A general design question though: it seems that you could avoid introducing a new register type simply by creating "regular" temporary registers instead of SSA ones. An SSA register has the additional property that you cannot write it after the first time, essentially, but that doesn't prevent you from using a temporary and just writing it once. Would there be a fundamental problem with that approach? If not, then why did you decide to introduce a new type?
For the record, I have the same concern.
Both DXIL and SPIR-V use SSA, so using it in the IR is by far the simplest way to handle the values.
I don't think the second part of that statement necessarily follows from the first part.
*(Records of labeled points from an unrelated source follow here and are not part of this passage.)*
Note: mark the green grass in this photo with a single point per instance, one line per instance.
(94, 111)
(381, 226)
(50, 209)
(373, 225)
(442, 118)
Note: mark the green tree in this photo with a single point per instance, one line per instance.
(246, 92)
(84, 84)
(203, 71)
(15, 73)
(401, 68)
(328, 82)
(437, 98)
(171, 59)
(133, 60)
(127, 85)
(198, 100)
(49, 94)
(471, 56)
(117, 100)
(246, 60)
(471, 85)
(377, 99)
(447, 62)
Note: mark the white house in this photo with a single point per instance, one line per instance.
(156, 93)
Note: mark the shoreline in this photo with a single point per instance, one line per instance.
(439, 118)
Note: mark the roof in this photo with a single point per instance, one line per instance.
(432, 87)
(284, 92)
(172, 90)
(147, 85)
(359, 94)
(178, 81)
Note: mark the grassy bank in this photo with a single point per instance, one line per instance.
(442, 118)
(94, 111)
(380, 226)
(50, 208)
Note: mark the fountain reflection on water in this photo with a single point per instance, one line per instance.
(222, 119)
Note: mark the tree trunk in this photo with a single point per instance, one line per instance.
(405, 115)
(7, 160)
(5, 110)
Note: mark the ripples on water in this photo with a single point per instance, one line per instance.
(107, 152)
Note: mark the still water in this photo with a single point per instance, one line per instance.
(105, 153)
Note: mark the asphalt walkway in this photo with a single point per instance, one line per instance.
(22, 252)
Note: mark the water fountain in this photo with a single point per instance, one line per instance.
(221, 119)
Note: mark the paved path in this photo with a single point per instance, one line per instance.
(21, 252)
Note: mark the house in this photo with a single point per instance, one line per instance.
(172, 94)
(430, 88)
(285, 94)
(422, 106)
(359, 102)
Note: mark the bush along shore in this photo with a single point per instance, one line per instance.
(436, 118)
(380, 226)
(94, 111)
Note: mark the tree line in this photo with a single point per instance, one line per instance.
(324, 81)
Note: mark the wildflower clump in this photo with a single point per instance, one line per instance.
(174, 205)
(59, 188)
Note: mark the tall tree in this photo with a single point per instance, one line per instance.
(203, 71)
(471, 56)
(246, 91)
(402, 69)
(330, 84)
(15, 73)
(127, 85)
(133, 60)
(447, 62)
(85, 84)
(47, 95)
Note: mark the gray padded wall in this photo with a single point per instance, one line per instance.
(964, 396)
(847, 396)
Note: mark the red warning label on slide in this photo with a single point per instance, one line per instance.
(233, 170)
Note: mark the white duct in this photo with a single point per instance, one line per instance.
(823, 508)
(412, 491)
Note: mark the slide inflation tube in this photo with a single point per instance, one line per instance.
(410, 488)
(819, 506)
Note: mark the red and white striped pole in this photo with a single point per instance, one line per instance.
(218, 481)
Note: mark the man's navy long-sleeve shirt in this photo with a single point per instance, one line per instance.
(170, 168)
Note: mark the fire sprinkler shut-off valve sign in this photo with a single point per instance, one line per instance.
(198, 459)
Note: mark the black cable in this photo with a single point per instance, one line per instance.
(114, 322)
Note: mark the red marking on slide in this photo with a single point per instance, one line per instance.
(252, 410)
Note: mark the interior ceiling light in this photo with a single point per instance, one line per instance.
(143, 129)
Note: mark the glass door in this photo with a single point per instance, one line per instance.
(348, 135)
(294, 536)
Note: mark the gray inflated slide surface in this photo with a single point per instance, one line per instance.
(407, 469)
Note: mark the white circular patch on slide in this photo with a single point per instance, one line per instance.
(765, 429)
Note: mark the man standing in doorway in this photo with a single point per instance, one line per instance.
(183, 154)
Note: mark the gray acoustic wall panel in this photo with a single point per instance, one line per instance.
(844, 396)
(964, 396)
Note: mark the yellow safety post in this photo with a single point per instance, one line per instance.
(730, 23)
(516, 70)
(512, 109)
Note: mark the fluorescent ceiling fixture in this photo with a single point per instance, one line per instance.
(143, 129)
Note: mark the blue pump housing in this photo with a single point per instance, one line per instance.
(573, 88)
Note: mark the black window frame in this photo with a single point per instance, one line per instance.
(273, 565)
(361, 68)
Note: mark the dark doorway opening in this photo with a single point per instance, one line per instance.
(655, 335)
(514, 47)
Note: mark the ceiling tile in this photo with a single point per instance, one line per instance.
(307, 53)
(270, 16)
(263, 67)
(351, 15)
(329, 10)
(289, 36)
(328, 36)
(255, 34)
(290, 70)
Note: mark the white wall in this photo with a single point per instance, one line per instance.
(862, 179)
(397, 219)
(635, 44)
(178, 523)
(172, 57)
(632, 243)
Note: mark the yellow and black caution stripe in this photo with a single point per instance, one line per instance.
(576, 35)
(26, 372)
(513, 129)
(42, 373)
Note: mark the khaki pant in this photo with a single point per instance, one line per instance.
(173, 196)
Using temps would introduce the problem of selecting an unused temp, i.e. one whose value is no longer needed, and it becomes even more complex when dealing with `PHI` instructions.
Why is that?
Also, temps are written and read with `OpStore` and `OpLoad`, which SSA renders unnecessary. I'm not inclined to add a comment on this as I think the question won't arise when everything is upstream.
How valuable is that? If it's significant, we may want to consider converting TPF to SSA form as well in the SPIR-V backend.
It does become a bit of an issue with upstreaming this though; in principle upstreaming dxil support isn't affected much by the current freeze, but that's predicated on not requiring significant changes to the existing code. Making significant changes to the shared IR or SPIR-V backend would likely need to wait until after the 1.9 release.